We then studied the impact of TET2 mutations and methylation profile on outcome of higher-risk MDS patients, treated with epigenetic therapy. Six of 38 patients were not evaluable for treatment response due to early death or premature therapy stop. Five of the eleven TET2-mutated patients (46%) responded to epigenetic treatment, while only five of the 21 patients (24%) with wild-type TET2 gene responded. Probably due to the relatively small sample size, this difference did not reach statistical significance (P=0.2). Duration of response did not differ between the two groups. Median overall survival was 14.4 months, with no differences between TET2-mutated or wild-type patients (log-rank P=0.9, Figure 1b). The impact of TET2 mutations on survival is controversial.

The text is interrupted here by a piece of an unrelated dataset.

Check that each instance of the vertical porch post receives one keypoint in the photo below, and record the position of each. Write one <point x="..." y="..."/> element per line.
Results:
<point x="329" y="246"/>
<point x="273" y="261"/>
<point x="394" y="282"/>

Decreased survival in TET2-mutated AML patients has been reported by Abdel-Wahab et al.3 A study on 96 MDS patients, including lower and higher risk MDS, mostly treated with supportive treatment, identified mutant TET2 as a positive prognostic marker, with 77% 5-year overall survival for TET2-mutated patients versus 18% for wild-type patients.8 On the other hand, TET2 mutations were not associated to IPSS score, karyotype, World Health Organization subtypes, time to AML transformation and overall survival in 320 MDS patients.9 The GFM recently reported significantly higher response rates to 5-azacytidine in TET2 mutated high-risk MDS patients (n=63 RAEB) and AML with low blast counts (n=23 patients).10 Similar to our data, no differences for duration of response or survival were reported.10

Promoter methylation has been shown to have a significant role in the pathogenesis and progression of myelodysplastic syndromes, but a reliable methylation marker, predictive of treatment response has not been identified yet. Follo et al.11 showed that reduction of phosphoinositide-phospholipase C beta1 methylation correlated with azacytidine response in high-risk MDS, whereas increasing levels of promoter methylation were observed in refractory patients. We then analyzed for associations between methylation patterns and survival. An association became evident between the third component, which strongly impacts on methylation of the genes NRCAM, BCL6, TP53 and BCL2L10, and overall survival (P=0.009, hazard ratio: 1.89, 95% confidence limits: 1.17–3.06). When the third component was inserted into a multivariate model including the IPSS score (Int-2 versus High), it remained a prognostic factor for overall survival (hazard ratio: 1.63, 95% confidence limits: 10.01–2.64, P=0.047) (Supplementary Figure 4). It is unclear how hypermethylation of the third component influences outcome after epigenetic therapy. High methylation levels of oncosuppressor genes might increase resistance to epigenetic treatment. Among prognostically significant oncosuppressor genes, p53 methylation is particularly interesting. p53 inactivation by mutations has been reported to have a significant role in MDS biology, while the role of p53 methylation in MDS is not well defined. p53-deficient mouse embryo fibroblasts, lacking functional p53 expression, were shown to have low sensitivity to the cytotoxic function of decitabine.12 In this line, efficacy of epigenetic therapy may be influenced by p53 inactivation by methylation.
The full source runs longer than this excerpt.